As Fun Home is an autobiographical work based on real people and events, it is impossible to know for sure how any characters in Fun Home think or feel except for the writer. One can, however, still muse based on the information given. Alison Bechdel places a lot of focus on the settings in the story. The homes that surround the characters are just as important as the characters themselves. What the settings mean to the characters can say a lot about the characters themselves. In Fun Home, Bechdel’s father spends the vast majority of his time working on the family house they all live in, restoring it to its historical glory and then some. For him, teaching and working in the funeral home are but jobs. Restoring the family home, however, is his passion. The family home represents a sort of safety blanket for him. He can work on it when he’s too scared to face the realities and responsibilities of life. He uses it to hide away.
In the very first chapter the reader learns just how important the historical family home is to her father. He puts so much time and energy into the house that he seems to neglect his own children. Bechdel says on page fourteen, “I grew to resent the way my father treated his furniture like children, and his children like furniture.” It’s revealed in subsequent chapters that his relationships with his children aren’t the only parts of his life that are strained.
He is a gay man in a very unhappy marriage to a woman. His attempts at expressing his sexuality are taboo and met with disdain, so he turns his life into a charade in attempt to hide it. Bechdel mentions that, on the outside, they appear to be a perfect family, a husband, wife, and three kids living in a beautiful home. While the text makes it clear that this is just a façade, the reader could also tell from the images. Throughout the first chapter there is not a single smile on any of their faces. It is also clear in the images that whenever he isn’t reading or lashing out in anger he is working on the house.
Bechdel’s father is always able to go back to that house, to add to it endlessly. Whenever he has a fight with his wife, he could go back to the house. Whenever an affair with another man fails, he could go back to the house. Whenever the weight of the world seems too much to bear, he could go back to the house. It seems as though the safety net of the house only fails when his façade of a perfect family life also does. He dies suspiciously shortly after his wife asks for a divorce, perhaps an event that could take that home away from him.
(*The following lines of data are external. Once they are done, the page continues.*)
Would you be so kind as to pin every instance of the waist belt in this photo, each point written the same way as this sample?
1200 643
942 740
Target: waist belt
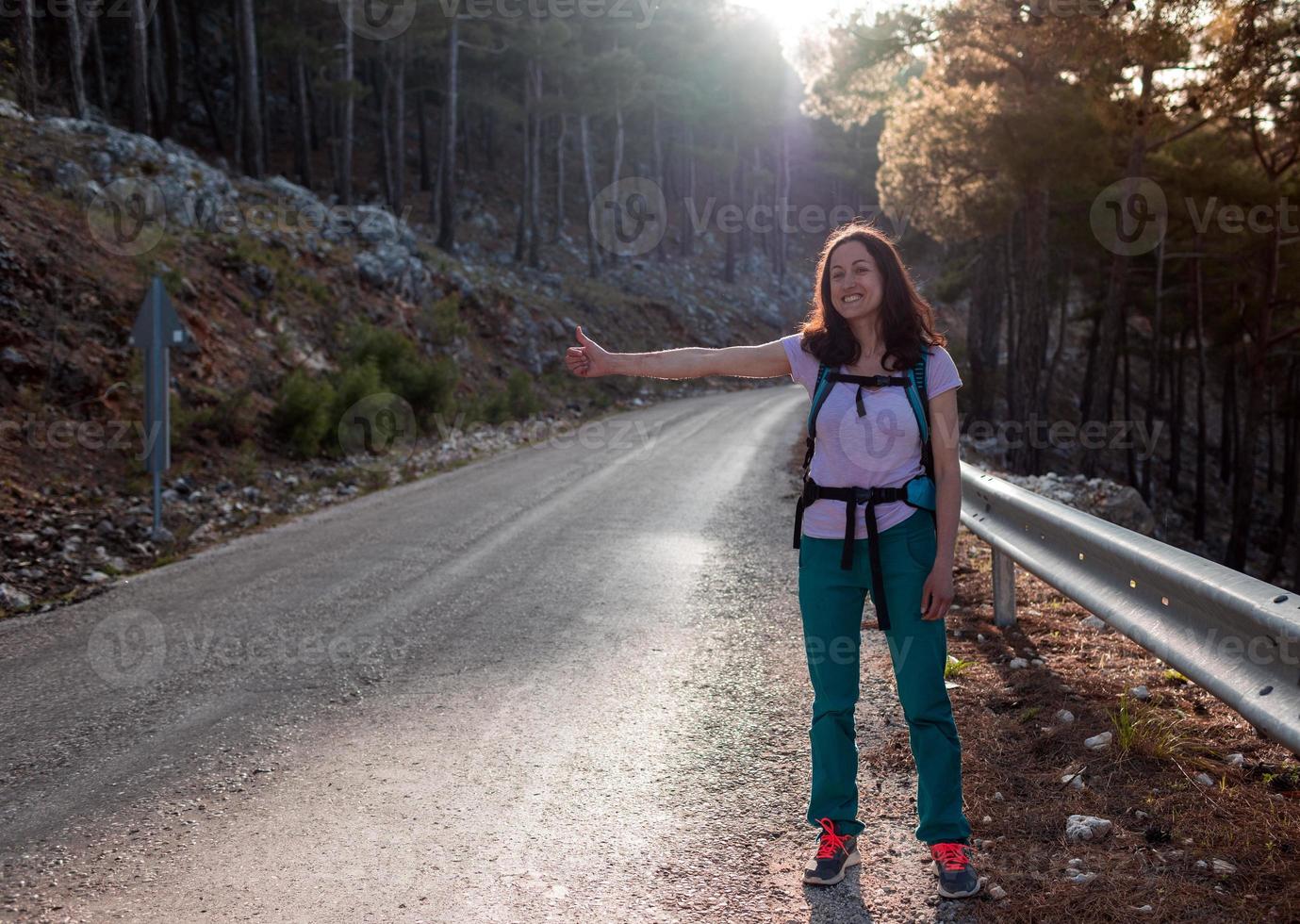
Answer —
915 493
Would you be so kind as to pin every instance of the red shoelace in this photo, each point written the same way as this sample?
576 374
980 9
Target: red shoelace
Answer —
953 857
831 841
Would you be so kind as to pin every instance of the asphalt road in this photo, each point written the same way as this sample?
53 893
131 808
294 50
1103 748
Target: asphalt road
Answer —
562 684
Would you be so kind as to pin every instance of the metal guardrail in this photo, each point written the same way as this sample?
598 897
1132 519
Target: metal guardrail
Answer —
1232 635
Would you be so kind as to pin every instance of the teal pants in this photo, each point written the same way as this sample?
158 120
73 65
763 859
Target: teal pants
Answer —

The building seems to be the only thing he has any real control over and so it becomes his main solace from those things he doesn’t. He pushes away all that has hurt him by putting so much of his focus on the house. An unfortunate side effect of this is he also ends up pushing away things that have never done him ill, namely his own children. It is clear that he neglects his kids, but it would be wrong to say he never tries to be there.
Looking again at the very first chapter, one can see that he actually interacts with his children quite a lot. It should be noted, though, that the vast majority of his interactions with his kids have to do with the house. He’s constantly asking them to help him put up drapes and wallpaper, get him tools to fix molding, or set up specific furniture in their rooms for him. He wants to interact with them, but he is blind to their wants and needs. The only way he attempts to reach out to them is by sharing his security blanket with them. On page thirteen, Bechdel writes, “Dad considered us extensions of his own body, like robot arms.” His seeing them as extensions would explain why he wrongly assumes they would share his feelings about the house, forgetting that they are individuals.
Bechdel spends the first chapter of Fun Home making it as clear as she can just how much her father puts into their family home. She does so to show just how important it is to him. In later chapters the reader finds out about all of his problems in life, but before she does that she makes sure to show the one thing he has going for him, his solace from the world, his safety blanket.